Tag Archives: Erlang

About Erlang/OTP and Multi-core performance in particular – Kenneth Lundin

I attended an awesome talk by Kenneth Lundin about Erlang/OTP at the Erlang Factory in London. The main topic was SMP and it’s improvements it in the latest release(s). That’s exactly one of the main reasons for Erlang, parallelize computations on many cores, without worrying about locks in shared memory.

Some of the issues they’ve been working on:

  1. Erlang now detects CPU Topology automatically at startup.
  2. Multiple run-queues
  3. You can lock schedulers to logical CPU’S
  4. Improved message passing – reduced lock time

They improved more things of course but considering SMP these are the most important ones.

  1. Erlang now detects the CPU topology of your system automatically at startup. You may still override this automatic setup using:
    erl +sct L0-3c0-3
    erlang:system_flag(cpu_topology,CpuTopology).
  2. Multiple run queues … what does that mean? We should first take a look at how Erlang does SMP:
    • Erlang without SMP:
      Without SMP support the Erlang VM had one Scheduler for one runqueue. So all the jobs were pushed on one queue and fetched by one scheduler.
    • Erlang SMP / before R13
      They started more schedulers that were pulling jobs from one queue. Sounds more parallel but still not performing as good as desired on many cores.
    • Erlang SMP R13
      Several schedulers like in the former solution but each of them has it’s own runqueue. The problem with this approach is that it can of course happen that you end up with some empty and some full queues because of the different runtime of the processes. So they build something called migration logic that is controlling and balancing the different runqueues.

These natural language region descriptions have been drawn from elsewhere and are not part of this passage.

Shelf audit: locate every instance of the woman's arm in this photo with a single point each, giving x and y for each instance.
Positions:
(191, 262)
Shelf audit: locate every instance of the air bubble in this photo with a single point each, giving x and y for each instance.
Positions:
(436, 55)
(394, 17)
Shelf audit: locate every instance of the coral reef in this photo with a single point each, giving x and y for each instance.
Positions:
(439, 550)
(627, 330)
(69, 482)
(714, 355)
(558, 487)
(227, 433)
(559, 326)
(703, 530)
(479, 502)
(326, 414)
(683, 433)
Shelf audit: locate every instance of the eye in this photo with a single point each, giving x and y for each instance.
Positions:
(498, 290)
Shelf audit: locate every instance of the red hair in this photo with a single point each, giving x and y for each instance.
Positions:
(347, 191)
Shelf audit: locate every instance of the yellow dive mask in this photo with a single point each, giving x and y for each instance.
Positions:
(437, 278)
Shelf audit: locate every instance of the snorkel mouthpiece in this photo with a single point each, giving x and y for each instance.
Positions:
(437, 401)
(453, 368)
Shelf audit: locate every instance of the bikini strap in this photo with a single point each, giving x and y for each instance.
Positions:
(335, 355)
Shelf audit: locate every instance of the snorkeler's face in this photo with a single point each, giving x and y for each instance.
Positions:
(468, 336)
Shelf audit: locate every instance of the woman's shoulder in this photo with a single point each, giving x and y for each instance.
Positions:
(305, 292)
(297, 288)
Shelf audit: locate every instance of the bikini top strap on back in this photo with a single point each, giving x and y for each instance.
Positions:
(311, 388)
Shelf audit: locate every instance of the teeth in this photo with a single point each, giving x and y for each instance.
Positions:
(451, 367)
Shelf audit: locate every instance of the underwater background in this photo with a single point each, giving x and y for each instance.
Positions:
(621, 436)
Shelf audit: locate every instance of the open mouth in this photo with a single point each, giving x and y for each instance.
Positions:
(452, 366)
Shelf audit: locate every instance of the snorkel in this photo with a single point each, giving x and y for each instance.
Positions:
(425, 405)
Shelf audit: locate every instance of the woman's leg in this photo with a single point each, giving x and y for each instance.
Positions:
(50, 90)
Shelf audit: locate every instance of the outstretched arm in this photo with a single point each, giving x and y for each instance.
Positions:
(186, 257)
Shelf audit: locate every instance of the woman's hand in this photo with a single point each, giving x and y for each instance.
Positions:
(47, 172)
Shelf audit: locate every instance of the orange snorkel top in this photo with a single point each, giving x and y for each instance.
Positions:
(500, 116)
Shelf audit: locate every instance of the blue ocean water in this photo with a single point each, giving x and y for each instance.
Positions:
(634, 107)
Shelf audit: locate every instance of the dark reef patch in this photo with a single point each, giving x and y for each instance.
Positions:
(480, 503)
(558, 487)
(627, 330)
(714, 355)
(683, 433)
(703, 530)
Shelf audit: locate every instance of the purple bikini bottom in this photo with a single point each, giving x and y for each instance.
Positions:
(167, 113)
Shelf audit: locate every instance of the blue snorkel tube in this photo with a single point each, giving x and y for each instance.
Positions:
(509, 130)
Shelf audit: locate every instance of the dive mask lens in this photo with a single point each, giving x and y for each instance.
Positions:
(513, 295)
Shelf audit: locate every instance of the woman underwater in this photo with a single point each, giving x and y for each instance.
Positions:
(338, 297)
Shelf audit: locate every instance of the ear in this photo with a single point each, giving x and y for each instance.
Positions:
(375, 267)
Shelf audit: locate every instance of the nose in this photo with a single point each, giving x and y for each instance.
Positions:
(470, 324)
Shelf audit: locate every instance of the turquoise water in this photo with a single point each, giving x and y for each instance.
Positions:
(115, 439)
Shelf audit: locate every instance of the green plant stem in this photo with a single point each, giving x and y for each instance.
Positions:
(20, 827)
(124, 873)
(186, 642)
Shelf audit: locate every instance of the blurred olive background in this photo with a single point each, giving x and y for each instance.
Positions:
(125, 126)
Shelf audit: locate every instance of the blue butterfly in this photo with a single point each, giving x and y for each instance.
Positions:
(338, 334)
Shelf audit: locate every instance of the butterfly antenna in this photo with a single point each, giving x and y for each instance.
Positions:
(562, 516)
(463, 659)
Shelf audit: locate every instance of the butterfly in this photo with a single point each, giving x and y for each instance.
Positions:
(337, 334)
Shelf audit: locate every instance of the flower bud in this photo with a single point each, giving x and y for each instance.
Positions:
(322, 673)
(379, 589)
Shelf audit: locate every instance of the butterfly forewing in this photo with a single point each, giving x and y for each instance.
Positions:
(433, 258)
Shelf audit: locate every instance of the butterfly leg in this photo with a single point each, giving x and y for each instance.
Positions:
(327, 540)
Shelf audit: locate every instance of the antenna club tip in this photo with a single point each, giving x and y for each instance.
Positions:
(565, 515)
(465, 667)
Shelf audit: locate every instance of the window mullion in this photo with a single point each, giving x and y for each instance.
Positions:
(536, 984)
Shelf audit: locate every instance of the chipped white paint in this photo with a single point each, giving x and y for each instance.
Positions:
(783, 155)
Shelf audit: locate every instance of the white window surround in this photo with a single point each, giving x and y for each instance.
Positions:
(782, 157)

    They migration logic does:

    • collect statistics about the maxlength of all scheduler’s runqueues
    • setup migration paths
    • Take away jobs from full-load schedulers and pushing jobs on low load scheduler queues

    Running on full load or not! If all schedulers are not fully loaded, jobs will be migrated to schedulers with lower id’s and thus making some schedulers inactive.

    This makes perfectly sense because the more schedulers and runqueues you need the more migrating has to be done. Using SMP support with many schedulers makes only sense if you’re really optimizing for many cores and you will have decreased performance on systems with few cores.

  3. Binding schedulers to CPU’s is really worth looking at it. The more cores your CPU has the more important it’ll be and the more performance improvement you’ll gain. You can force the erlang VM to do scheduler binding by:
    erl +sbt db
    erlang:system_flag(scheduler_bind_type,default_bind).
    1>erlang:system_info(cpu_topology).
    [{processor,[{core,{logical,0}},
    {core,{logical,3}},
    {core,{logical,1}},
    {core,{logical,2}}]}]
    2> erlang:system_info(scheduler_bindings).
    {unbound,unbound,unbound,unbound}
    fabrizio@machine:~$ erl +sbt db
    1> erlang:system_info(scheduler_bindings).
    {0,1,3,2}

Benchmark - Scheduler Binding - Kenneth Lundin
Source: presentation Kenneth Lundin – Erlang-Factory

You can test and benchmark SMP using following flags:
fabrizio@machine:~$ erl -smp disable       //default is auto
fabrizio@machine:~$ erl +S 2:4               //Number of Schedulers : Schedulers online

With erlang:system_info/1 you can use the following atoms

# cpu_topology
# multi_scheduling
# scheduler_bind_type
scheduler_bindings
logical_processors
multi_scheduling_blockers
scheduler_id
schedulers
# schedulers_online
smp_support

The ones marked with # can be set using system_flag/2

Erlang R13A Benchmark

I made a little benchmark to check out the new Erlang Release R13A and the behavior of the multiple run queues. The benchmarking program was the same I used in another benchmark you may find here. You may also find the sources at that location. As already noted there the slope from 1 CPU to 2 CPUs is due to the “bad” implementation made to challange the Erlang SMP features. The mashine was an 8 core Intel Xeon 3 GHz with a 64bit 2.6.9 Linux, Erlang kernel polling active.

erlangr13a_8cpu

Webserver Scalability and Reliability

Everybody knows Apache and Tomcat but when I try to talk about such strange things like Yaws or Mochiweb nobody knows what I actually want. These two are HTTP server implementations written in the old fashioned functional language Erlang and running on the famous Open Telecom Platform or OTP. Erlang/OTP was developed in the late 80s as a fault tolerant and highly scalable system for telecom applications. Nowadays in the social networking community it is daily business to serve some 10.000s of PHP requests per second. So we are facing problems telcos have for a long time.

Apache is the canonical web server to serve PHP to the world. Thinking about technological alternatives in the backend domain we have a look at both Java and Erlang. A rather quick and easy test to compare the scalability of the technologies was to setup web servers delivering the same static document. The image below shows the results.

Web Server Scaling by Concurrency

Apache and Tomcat scale nearly linearly up to a concurrency of 1000. We find that Mochiweb has a breakdown when concurrency reaches 300 but afterwards still scales linearly as Yaws does at a lower level. Absolute performance is less interesting here. What counts is the scaling behavior. Mochiweb for example is not designed first hand to deliver static content but to act as a HTTP endpoint for arbitrary OTP applications. Neither Yaws nor Mochiweb seem to cache documents in the default setup. Also, we did not use HiPE.

Unfortunally we had not yet the chance to verify the measurements given in this post: http://www.sics.se/~joe/apachevsyaws.html where Yaws still scales linearly (in the average) when Apache has long gone away, at concurrency of 50.000 or even 80.000 and clearly seems to survive DDoS attacks.

In this picture Erlang/OTP may not be a recommendation for classical web delivery but to build reliable services either to provide internal or external API endpoints. An interesing alternative at least.